El doctor Hussam Abu Safiya, considerado el médico más célebre de Gaza, sigue detenido en Israel desde hace más de 530 días sin que se hayan presentado cargos formales en su contra. Una fotografía difundida esta semana, la primera que se conoce desde principios de 2025, ha reactivado la alarma internacional sobre su estado de salud: el facultativo permanece en aislamiento desde hace 14 días en una celda tan reducida que apenas puede sentarse. La imagen, tomada por varios medios entre ellos France 24, fue exhibida ante el Tribunal Supremo israelí, que debe pronunciarse sobre un recurso presentado por su defensa.

Israel mantiene a Abu Safiya en régimen de incomunicación bajo acusaciones secretas que no han sido reveladas ni a su abogado. Junto a él, al menos otros trece médicos palestinos permanecen detenidos en condiciones similares, según denuncian organizaciones de derechos humanos. El caso ha traspasado las fronteras: la Organización Mundial de la Salud, Médicos Sin Fronteras y Amnistía Internacional han exigido en reiteradas ocasiones su liberación inmediata o, en su defecto, la formulación de cargos y un juicio público con todas las garantías.

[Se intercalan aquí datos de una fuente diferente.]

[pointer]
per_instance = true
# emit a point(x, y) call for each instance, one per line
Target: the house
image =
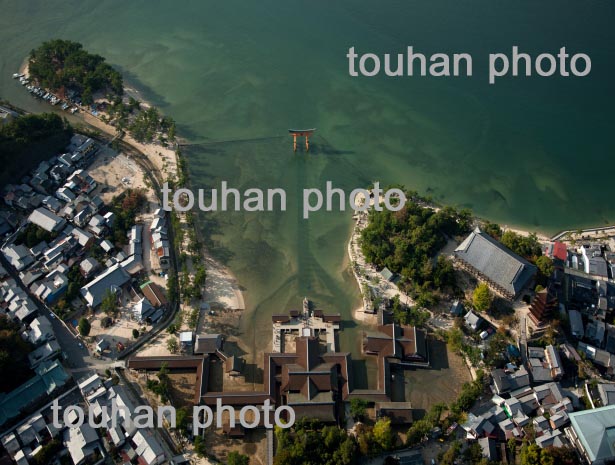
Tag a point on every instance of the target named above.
point(185, 340)
point(53, 204)
point(106, 245)
point(154, 294)
point(48, 351)
point(142, 310)
point(488, 448)
point(576, 323)
point(592, 433)
point(489, 260)
point(404, 343)
point(18, 256)
point(551, 438)
point(84, 238)
point(457, 309)
point(504, 381)
point(49, 377)
point(45, 219)
point(233, 365)
point(89, 266)
point(111, 280)
point(148, 448)
point(83, 444)
point(102, 345)
point(545, 364)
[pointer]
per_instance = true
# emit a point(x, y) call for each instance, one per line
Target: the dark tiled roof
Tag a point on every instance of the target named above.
point(496, 262)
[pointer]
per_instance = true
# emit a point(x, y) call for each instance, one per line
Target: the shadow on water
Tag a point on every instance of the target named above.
point(138, 88)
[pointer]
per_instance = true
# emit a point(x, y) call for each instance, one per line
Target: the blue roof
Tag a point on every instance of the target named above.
point(49, 376)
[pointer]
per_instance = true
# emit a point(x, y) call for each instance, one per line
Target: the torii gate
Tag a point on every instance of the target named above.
point(301, 133)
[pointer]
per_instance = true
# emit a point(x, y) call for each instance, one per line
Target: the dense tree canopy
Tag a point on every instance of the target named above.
point(235, 458)
point(407, 242)
point(310, 443)
point(58, 64)
point(29, 139)
point(481, 298)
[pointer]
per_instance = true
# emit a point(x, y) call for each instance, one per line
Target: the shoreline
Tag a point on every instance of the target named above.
point(226, 289)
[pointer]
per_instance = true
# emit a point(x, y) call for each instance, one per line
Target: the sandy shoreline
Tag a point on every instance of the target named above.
point(221, 285)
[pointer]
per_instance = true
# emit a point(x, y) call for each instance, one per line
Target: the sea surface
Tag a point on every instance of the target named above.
point(531, 152)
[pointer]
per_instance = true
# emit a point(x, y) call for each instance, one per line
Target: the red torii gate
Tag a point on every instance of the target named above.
point(301, 133)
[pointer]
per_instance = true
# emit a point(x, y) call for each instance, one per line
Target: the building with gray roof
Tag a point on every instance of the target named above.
point(503, 270)
point(592, 432)
point(111, 280)
point(576, 323)
point(46, 220)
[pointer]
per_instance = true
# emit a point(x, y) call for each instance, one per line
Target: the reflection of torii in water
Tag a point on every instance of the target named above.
point(301, 133)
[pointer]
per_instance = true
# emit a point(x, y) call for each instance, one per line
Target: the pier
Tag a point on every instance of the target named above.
point(305, 323)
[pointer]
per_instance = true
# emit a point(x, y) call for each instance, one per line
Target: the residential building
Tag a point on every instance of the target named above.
point(592, 432)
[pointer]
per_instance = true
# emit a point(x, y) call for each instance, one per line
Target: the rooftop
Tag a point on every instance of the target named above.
point(494, 261)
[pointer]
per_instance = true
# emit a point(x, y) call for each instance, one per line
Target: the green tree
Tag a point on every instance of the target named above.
point(84, 326)
point(200, 447)
point(530, 454)
point(172, 345)
point(383, 434)
point(182, 421)
point(358, 408)
point(235, 458)
point(481, 298)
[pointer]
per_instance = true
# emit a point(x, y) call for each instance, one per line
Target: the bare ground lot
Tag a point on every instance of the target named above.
point(182, 388)
point(440, 383)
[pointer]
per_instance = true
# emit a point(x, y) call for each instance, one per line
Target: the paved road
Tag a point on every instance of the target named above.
point(77, 357)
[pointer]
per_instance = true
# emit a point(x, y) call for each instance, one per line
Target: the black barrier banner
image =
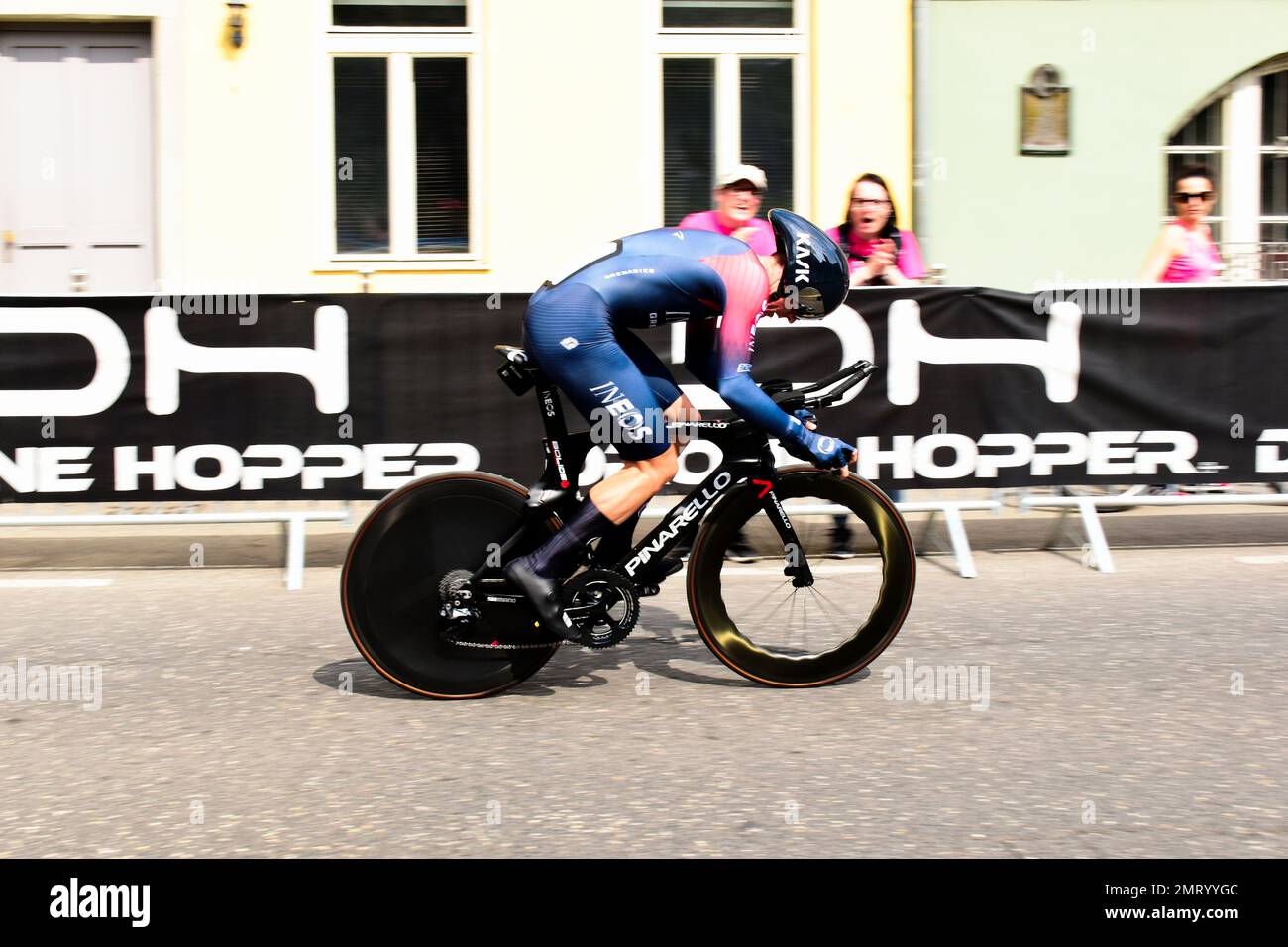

Un símbolo de la emergencia sanitaria en Gaza

El cirujano pediátrico dirigía el Hospital Kamal Adwan, en el norte de la Franja, hasta que fue detenido por las fuerzas israelíes el 22 de diciembre de 2024. Durante las ofensivas militares de los últimos años, se convirtió en el rostro de la resistencia del personal sanitario gazatí, trabajando sin descanso para atender a heridos bajo bombardeo. Su captura, alegó Israel en su momento, se debía a vínculos con Hamás, extremo que el médico ha negado categóricamente y que hasta ahora no ha sido probado ante ningún tribunal.

La exhibición de la fotografía en la máxima instancia judicial israelí ha provocado una oleada de reacciones. El Comité Internacional de la Cruz Roja solicitó acceso inmediato al detenido para verificar su estado, mientras que el Parlamento Europeo ha registrado una pregunta urgente al Servicio Europeo de Acción Exterior. En Gaza, sus colegas denuncian que Abu Safiya sufre un deterioro físico progresivo y que la falta de luz natural y de espacio vital en la celda agrava su condición psicológica.

Es la primera vez en meses que tenemos una prueba visual de su estado. Está demacrado, enclaustrado y aislado. No es un preso político; es un rehén, porque no hay cargos ni proceso que lo justifique, según la legislación internacional.

La defensa de Abu Safiya ha presentado ante el Supremo israelí una petición de habeas corpus —figura del derecho anglosajón para exigir la liberación de un detenido ilegal—, argumentando que la detención administrativa sin juicio viola los principios básicos del Estado de derecho. Por el momento, el tribunal no ha fijado fecha para la vista del recurso.